ローソンの宮城県対策本部から「オニギリを現地で作りたい」という声があがった。東北地方の5工場のうち4工場で3月15日までに電力が復旧したのだ。問題は不足する燃料と材料の輸送。九州の加盟店オーナーからタンクローリーを借りて、燃料を運ぶメドをつけた。3月15日に米や具材の原材料と燃料を運んだ。ちなみに具材は腐りにくい昆布、おかか、梅に限定。明太子はムリだ。
ローソンの3月15日の店舗状況は↓まで回復していた。
県名 | 店舗数 | 営業店舗数 | 休業店舗数 |
---|---|---|---|
宮城県 | 165 | 130 | 34 |
岩手県 | 161 | 123 | 38 |
福島県 | 96 | 76 | 37 |
2日前よりも劇的に改善した。3月17日には、航空自衛隊輸送機で救援物資のオニギリとパンを小牧基地(兵庫県伊丹市)から福島空港まで輸送。3月18日には店舗の耐震状況の調査のため、建築専門家も派遣した。仙台空港そばの物流センターの被災の影響は大きかった。低地の物流センターは今後見直しするという。
早期の開業は現場の努力だけでなく、東京の対策本部の努力もあった。店舗状況把握と支援調整、物資調達、節電対策、工場間調整、さらにマスコミ対応など押し寄せる業務。毎日毎日、深夜24時前後が本部の終業時間だった。
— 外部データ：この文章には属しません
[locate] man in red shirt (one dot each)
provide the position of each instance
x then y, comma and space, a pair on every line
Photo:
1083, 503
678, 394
一方、山口さんは3月17日、陸前高田市にいた。3度目の現地への物資輸送である。そこで見たものはコンビニではなく、瓦礫だった。
彼は言葉を失った。何もできず立ちつくす地元の人を見て、また言葉を失った。このローソンだけでなく、山口さんは気仙沼市のセブン-イレブン、大船渡市のファミリーマートなど瓦礫の中の店舗をいくつも見た。瓦礫か店舗か分からなかった。ここから立ち上がることができるのだろうか? だが、あるローソンの加盟店オーナーはこう言ったのだ。
「人間は強いですから」
「瓦礫の中からでもできる」と。加盟店オーナーは地元の顔である。雇用にも販売にも責任を持つ。商品と人を結ぶ地元のハブである。だから電気が無くても、懐中電灯で自力営業もする。だからできる。いや、やるのだ。
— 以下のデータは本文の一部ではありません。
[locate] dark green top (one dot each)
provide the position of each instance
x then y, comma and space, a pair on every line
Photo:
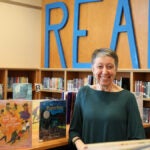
101, 116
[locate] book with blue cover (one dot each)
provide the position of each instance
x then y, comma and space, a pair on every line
52, 124
22, 91
15, 124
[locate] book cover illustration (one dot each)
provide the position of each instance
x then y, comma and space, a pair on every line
52, 123
15, 124
1, 91
22, 91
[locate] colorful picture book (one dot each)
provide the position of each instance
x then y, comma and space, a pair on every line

山口さんは4月1日までに、東北へ7回、被災者の避難先の河口湖も入れれば8回の物資輸送をしている。福島県に入るたびに熱いものがこみあがる。物資は供給が増えれば何とかなる。だが、すぐにどうにもならないこともある。山口さんはブログとFacebookでこう宣言した。
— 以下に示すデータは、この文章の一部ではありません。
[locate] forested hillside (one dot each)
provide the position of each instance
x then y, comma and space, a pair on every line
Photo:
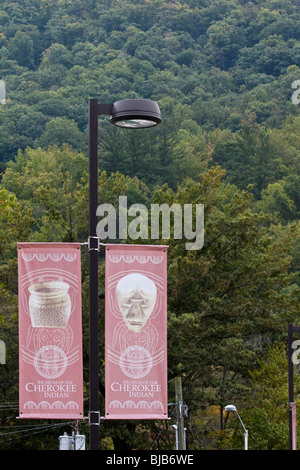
224, 73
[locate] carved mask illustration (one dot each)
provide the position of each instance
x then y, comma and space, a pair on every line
136, 296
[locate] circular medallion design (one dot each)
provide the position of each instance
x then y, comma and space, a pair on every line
50, 362
135, 362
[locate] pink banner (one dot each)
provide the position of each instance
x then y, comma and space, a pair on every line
50, 331
136, 332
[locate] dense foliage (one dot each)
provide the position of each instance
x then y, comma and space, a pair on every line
223, 73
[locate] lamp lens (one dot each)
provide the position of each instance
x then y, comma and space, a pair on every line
135, 123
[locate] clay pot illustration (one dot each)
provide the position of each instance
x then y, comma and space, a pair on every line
49, 304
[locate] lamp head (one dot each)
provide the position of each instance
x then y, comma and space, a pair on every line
135, 114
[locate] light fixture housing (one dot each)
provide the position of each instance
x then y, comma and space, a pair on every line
230, 408
135, 114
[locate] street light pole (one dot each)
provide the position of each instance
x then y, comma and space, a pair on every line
232, 408
132, 114
94, 417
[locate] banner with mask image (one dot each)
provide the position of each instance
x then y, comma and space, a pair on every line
50, 331
136, 332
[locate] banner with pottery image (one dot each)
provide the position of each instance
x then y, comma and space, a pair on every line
136, 332
50, 331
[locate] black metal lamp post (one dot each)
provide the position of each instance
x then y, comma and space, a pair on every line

ローソンも熱い。この状況下でUchiCafe SWEETSの新製品、予定通り3月29日に発売した。
「担当者が意地で出しました」
この取材を私は別々のものとして行った。過去の2つの記事(ローソンのロールケーキとレントラ便)の縁があって、被災時の様子をうかがおうと思ったのだ。ところが、くしくも両者は東北でつながっていた。熱さは熱さを呼ぶ。国難だからこそ、1人1人再興へ意地を見せよう。